When heroics are mythologised, prevention is demoted from a continuous responsibility to an episodic concern, triggered by failure rather than embedded by default.

Many organisations attempt to centre reliability through structural intervention, but these efforts often fail because they introduce new functions with misaligned incentives.

One example is assigning incident ownership to the team closest to user impact, rather than the team whose service failed. This is usually justified on the grounds that the user-facing team best understands customer-facing consequences. While this can simplify communication, it separates accountability from causality. Teams become responsible for failures they cannot directly fix, while the teams that introduced the risk experience weaker pressure from the incident. Over time, this shifts postmortems and incidents toward documentation and compliance rather than resolution.

A similar pattern appears in the emergence of DevOps teams as dedicated operations teams. DevOps was never intended to be a separate function that “does operations for developers”. Its original insight was that the people who build systems should be involved in running them, because that is how feedback loops stay tight and incentives stay aligned.
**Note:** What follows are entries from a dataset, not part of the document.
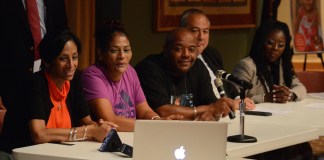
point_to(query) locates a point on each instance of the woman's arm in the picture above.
(41, 134)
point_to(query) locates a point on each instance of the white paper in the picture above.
(37, 64)
(315, 105)
(277, 110)
(316, 95)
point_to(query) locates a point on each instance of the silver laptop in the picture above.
(179, 140)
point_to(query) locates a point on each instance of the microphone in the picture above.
(227, 76)
(219, 84)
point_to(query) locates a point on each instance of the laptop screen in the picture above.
(158, 139)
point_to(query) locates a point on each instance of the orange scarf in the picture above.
(60, 116)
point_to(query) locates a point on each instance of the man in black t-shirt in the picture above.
(176, 82)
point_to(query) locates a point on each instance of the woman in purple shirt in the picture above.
(111, 86)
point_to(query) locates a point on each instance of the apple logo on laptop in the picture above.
(179, 153)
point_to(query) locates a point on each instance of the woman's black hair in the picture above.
(257, 52)
(106, 30)
(53, 43)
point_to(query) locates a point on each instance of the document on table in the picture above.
(315, 105)
(277, 110)
(316, 95)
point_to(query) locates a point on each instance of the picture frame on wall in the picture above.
(225, 14)
(306, 25)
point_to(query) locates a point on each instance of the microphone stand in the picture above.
(242, 138)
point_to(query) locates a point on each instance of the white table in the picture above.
(294, 124)
(294, 113)
(85, 150)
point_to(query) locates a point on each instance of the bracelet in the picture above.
(71, 133)
(84, 135)
(154, 118)
(195, 111)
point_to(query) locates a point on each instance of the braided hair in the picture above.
(257, 52)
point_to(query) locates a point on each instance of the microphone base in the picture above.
(241, 139)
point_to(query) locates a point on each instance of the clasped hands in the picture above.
(216, 110)
(279, 94)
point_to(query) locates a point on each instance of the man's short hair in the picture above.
(186, 13)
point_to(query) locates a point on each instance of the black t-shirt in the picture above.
(160, 88)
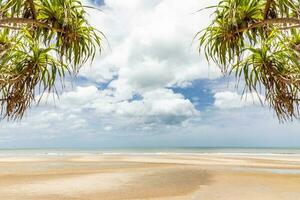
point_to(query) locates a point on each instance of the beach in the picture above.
(165, 176)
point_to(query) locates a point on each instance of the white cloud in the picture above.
(230, 100)
(151, 44)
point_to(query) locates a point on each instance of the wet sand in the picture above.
(155, 177)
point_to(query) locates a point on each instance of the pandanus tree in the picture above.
(40, 41)
(258, 41)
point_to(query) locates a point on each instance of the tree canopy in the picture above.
(40, 41)
(258, 41)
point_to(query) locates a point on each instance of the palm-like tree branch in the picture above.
(41, 41)
(259, 41)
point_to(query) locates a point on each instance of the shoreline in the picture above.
(151, 177)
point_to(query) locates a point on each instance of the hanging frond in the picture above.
(40, 41)
(259, 41)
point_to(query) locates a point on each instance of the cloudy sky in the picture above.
(150, 87)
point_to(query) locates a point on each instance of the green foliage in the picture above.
(40, 41)
(259, 41)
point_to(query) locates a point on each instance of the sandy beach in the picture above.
(150, 176)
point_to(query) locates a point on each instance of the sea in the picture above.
(151, 151)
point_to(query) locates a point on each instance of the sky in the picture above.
(150, 87)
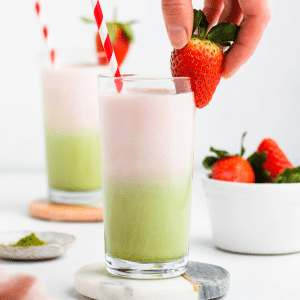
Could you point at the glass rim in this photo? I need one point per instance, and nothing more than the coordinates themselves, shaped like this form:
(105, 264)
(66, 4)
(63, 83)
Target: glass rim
(142, 77)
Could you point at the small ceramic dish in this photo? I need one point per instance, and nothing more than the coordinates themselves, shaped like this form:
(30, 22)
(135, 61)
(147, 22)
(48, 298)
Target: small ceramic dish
(255, 218)
(57, 244)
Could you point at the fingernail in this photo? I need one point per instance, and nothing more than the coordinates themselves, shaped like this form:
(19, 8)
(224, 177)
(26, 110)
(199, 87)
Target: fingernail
(228, 75)
(177, 35)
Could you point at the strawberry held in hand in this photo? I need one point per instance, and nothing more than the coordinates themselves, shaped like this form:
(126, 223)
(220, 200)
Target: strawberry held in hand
(201, 59)
(229, 167)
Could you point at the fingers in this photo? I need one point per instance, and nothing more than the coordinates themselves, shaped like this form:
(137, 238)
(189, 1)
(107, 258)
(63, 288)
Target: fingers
(212, 10)
(257, 14)
(178, 17)
(232, 12)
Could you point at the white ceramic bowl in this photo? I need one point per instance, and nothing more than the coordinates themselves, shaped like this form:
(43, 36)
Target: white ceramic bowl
(57, 244)
(254, 218)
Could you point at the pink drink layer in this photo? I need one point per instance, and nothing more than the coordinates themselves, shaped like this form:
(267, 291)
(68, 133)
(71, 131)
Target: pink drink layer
(147, 150)
(72, 127)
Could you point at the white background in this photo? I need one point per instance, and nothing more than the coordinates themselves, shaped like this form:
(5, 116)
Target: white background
(262, 98)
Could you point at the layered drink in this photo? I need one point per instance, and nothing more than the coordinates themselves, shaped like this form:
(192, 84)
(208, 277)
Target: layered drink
(147, 145)
(72, 133)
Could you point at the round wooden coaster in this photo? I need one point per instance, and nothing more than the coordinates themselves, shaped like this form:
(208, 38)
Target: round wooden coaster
(200, 281)
(44, 209)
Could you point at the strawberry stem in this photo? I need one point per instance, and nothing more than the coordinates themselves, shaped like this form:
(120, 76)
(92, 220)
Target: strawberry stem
(222, 33)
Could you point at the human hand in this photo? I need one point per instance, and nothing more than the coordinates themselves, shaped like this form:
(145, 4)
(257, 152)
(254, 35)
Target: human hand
(252, 16)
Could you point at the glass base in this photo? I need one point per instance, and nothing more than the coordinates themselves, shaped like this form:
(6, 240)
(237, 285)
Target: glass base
(67, 197)
(139, 270)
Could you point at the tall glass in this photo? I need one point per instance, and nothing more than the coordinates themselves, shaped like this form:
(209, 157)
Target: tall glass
(72, 128)
(147, 141)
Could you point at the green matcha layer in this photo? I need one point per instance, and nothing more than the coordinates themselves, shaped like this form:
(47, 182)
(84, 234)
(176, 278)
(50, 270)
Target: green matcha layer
(147, 222)
(74, 161)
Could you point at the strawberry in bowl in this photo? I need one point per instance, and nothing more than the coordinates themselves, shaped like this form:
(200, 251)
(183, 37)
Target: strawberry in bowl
(260, 216)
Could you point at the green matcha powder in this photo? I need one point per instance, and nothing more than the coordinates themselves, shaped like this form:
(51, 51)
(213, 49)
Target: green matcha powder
(29, 240)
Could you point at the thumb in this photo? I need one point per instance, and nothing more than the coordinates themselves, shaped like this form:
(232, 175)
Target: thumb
(178, 16)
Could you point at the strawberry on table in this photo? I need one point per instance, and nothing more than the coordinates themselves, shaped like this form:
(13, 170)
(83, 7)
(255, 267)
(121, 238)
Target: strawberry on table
(201, 59)
(228, 167)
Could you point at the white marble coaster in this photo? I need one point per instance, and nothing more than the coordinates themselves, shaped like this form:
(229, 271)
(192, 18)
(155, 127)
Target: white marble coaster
(201, 281)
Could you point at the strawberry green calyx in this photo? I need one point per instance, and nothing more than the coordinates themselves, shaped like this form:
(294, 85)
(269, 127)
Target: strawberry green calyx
(209, 161)
(256, 161)
(288, 176)
(221, 34)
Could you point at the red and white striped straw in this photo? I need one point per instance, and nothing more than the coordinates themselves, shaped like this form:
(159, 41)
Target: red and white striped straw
(107, 45)
(47, 36)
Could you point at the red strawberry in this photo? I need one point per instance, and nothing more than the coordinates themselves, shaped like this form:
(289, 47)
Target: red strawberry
(276, 161)
(234, 168)
(201, 59)
(229, 167)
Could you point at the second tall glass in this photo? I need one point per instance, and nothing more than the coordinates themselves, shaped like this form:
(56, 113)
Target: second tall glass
(147, 142)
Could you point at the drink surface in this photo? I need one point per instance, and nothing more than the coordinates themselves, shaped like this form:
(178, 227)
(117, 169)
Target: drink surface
(147, 160)
(72, 127)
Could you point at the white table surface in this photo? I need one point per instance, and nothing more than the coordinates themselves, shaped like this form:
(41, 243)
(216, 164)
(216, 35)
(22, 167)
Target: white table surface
(252, 277)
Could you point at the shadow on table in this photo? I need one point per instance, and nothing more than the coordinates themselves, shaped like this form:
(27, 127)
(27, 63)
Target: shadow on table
(76, 295)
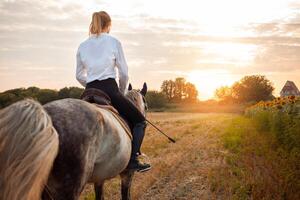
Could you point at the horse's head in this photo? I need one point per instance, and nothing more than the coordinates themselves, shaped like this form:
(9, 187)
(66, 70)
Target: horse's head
(137, 97)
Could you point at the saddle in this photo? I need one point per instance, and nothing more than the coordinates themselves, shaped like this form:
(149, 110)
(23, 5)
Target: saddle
(102, 100)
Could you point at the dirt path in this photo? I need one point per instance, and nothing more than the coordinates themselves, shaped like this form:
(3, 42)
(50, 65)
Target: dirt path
(181, 170)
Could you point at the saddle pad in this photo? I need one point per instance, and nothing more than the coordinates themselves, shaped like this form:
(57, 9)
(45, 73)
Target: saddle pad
(115, 113)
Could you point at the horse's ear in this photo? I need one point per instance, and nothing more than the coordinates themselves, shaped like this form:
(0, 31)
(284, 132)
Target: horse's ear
(129, 87)
(144, 90)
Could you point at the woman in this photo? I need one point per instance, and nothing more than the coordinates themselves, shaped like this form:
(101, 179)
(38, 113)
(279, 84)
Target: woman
(97, 60)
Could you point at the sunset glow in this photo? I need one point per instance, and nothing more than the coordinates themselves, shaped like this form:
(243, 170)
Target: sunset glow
(210, 43)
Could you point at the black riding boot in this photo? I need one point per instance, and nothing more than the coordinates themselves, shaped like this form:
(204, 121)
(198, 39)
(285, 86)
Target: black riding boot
(138, 135)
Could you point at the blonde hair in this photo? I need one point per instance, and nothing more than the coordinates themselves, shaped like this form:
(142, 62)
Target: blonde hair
(100, 21)
(28, 147)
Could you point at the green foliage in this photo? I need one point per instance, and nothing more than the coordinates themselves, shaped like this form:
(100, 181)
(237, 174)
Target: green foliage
(233, 134)
(280, 118)
(179, 90)
(249, 89)
(263, 160)
(252, 88)
(156, 100)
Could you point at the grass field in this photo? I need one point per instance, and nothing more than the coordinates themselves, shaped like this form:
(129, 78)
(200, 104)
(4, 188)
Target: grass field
(216, 156)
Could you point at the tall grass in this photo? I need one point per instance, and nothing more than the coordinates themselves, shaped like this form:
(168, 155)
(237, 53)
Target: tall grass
(263, 158)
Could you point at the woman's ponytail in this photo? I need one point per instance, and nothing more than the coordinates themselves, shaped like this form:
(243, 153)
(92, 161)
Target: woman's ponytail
(100, 21)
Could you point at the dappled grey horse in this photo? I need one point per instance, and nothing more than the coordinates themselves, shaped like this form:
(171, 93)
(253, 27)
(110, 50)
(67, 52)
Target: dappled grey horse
(52, 152)
(93, 147)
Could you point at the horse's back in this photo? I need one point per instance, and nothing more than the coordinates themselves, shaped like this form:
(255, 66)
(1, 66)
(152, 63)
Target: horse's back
(78, 127)
(92, 145)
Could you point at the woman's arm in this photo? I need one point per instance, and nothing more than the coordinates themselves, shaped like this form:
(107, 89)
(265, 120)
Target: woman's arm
(122, 68)
(80, 70)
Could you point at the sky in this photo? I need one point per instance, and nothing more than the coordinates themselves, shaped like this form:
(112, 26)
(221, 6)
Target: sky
(211, 43)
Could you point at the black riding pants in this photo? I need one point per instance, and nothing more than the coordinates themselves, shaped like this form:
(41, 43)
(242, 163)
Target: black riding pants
(124, 106)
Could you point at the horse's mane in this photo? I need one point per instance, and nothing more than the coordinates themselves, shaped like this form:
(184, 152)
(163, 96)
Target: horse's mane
(28, 146)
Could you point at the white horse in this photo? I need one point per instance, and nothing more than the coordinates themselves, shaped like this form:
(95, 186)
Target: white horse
(52, 151)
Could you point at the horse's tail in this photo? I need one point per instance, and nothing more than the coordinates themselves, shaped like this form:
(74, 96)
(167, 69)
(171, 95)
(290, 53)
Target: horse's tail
(28, 147)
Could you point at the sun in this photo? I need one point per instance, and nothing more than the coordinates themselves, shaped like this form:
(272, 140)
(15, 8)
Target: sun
(207, 81)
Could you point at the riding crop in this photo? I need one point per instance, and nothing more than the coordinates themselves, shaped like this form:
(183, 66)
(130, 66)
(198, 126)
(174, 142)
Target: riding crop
(171, 139)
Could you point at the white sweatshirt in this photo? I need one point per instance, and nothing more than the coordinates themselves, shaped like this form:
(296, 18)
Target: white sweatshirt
(97, 59)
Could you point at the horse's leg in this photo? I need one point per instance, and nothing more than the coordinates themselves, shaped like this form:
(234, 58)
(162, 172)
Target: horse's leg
(99, 191)
(126, 178)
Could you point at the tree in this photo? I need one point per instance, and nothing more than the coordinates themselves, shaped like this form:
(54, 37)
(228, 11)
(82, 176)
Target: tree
(179, 90)
(252, 89)
(168, 89)
(191, 92)
(224, 94)
(156, 99)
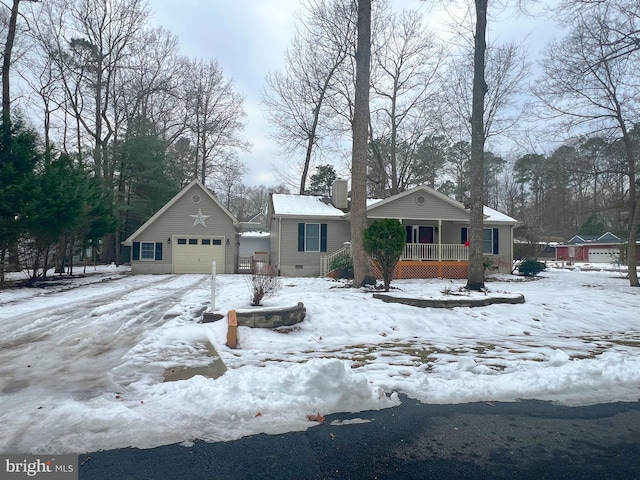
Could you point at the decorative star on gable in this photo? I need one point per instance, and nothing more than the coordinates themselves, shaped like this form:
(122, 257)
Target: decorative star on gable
(199, 219)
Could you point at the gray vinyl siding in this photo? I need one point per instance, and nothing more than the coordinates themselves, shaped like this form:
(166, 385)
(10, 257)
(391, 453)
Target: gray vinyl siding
(176, 220)
(307, 264)
(406, 207)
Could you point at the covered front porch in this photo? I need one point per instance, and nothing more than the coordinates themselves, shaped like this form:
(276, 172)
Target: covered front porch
(430, 251)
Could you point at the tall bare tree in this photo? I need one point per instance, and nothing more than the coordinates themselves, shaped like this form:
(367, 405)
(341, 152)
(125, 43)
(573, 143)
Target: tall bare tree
(406, 84)
(217, 117)
(6, 60)
(592, 88)
(361, 261)
(475, 279)
(296, 97)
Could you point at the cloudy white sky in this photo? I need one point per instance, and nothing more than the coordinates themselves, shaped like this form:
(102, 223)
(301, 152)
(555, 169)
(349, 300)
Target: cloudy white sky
(248, 38)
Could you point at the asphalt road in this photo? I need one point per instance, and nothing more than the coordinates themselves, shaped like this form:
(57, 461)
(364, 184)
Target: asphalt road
(522, 440)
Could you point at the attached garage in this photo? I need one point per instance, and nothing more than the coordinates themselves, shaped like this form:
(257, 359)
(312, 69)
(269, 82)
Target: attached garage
(197, 254)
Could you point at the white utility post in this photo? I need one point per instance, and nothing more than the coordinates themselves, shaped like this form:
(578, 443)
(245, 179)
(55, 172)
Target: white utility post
(213, 287)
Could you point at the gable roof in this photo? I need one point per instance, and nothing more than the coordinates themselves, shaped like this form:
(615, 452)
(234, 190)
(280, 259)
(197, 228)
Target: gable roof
(303, 206)
(294, 205)
(605, 238)
(173, 201)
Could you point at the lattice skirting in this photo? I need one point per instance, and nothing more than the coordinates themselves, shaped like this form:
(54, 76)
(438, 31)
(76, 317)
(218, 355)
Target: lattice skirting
(415, 269)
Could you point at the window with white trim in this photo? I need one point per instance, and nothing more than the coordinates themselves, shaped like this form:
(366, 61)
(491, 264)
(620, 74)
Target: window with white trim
(147, 251)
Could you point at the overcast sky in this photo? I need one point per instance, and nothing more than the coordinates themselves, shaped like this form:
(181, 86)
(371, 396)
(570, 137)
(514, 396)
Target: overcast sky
(248, 39)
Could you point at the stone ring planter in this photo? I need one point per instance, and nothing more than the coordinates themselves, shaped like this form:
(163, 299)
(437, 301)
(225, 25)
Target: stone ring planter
(271, 317)
(450, 303)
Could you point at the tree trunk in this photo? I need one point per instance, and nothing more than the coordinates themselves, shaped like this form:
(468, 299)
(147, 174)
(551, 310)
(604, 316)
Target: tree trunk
(475, 279)
(361, 261)
(6, 63)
When organisations create DevOps teams that absorb operational responsibility, they often recreate the original problem under a new name: developers optimise for delivery, Ops lives with the consequences, and reliability becomes a negotiation rather than a property of the system. In that sense, DevOps is not a function — it is what happens when ownership of code and ownership of outcomes are held together, and incentives are aligned.

Reliability, mandated into existence via process will only ever be fragile at best. To be durable, it has to be the cheapest long-term strategy available to the people closest to the system. This way reliability is structurally assured. Processes like post-mortems, reviews and best practices help, but they are not sufficient, they do not substitute for ownership and the aligning of incentives.

Reliability improves markedly when the people who deploy a system also live with its failure modes. Meanwhile, when accountability is diffuse and failure is externalised, reliability suffers. When the coupling is broken, reliability work becomes episodic by design. It is ownership of outcomes that creates the structural conditions for the promotion of reliability.

In most organisations, reliability work is structurally under-valued due to a tendency to optimise for more legible signs of value creation. This means that reliability failures are inherent to organisational design, not moral or competence based.

Ownership acts as a stabilising force against this drift. When the people who shape a system also live with its failure modes, preventative work stops being abstract and becomes an everyday concern. The cost of fragility is no longer deferred or externalised, and reliability ceases to rely on exhortation or heroics.

Without durable, local ownership of outcomes, no amount of process or tooling can make reliability stick. With it, reliability emerges naturally as a property of the system rather than a periodic intervention.

This leads to a more salient question than whether an organisation “values reliability”:

who actually owns the outcome when systems fail?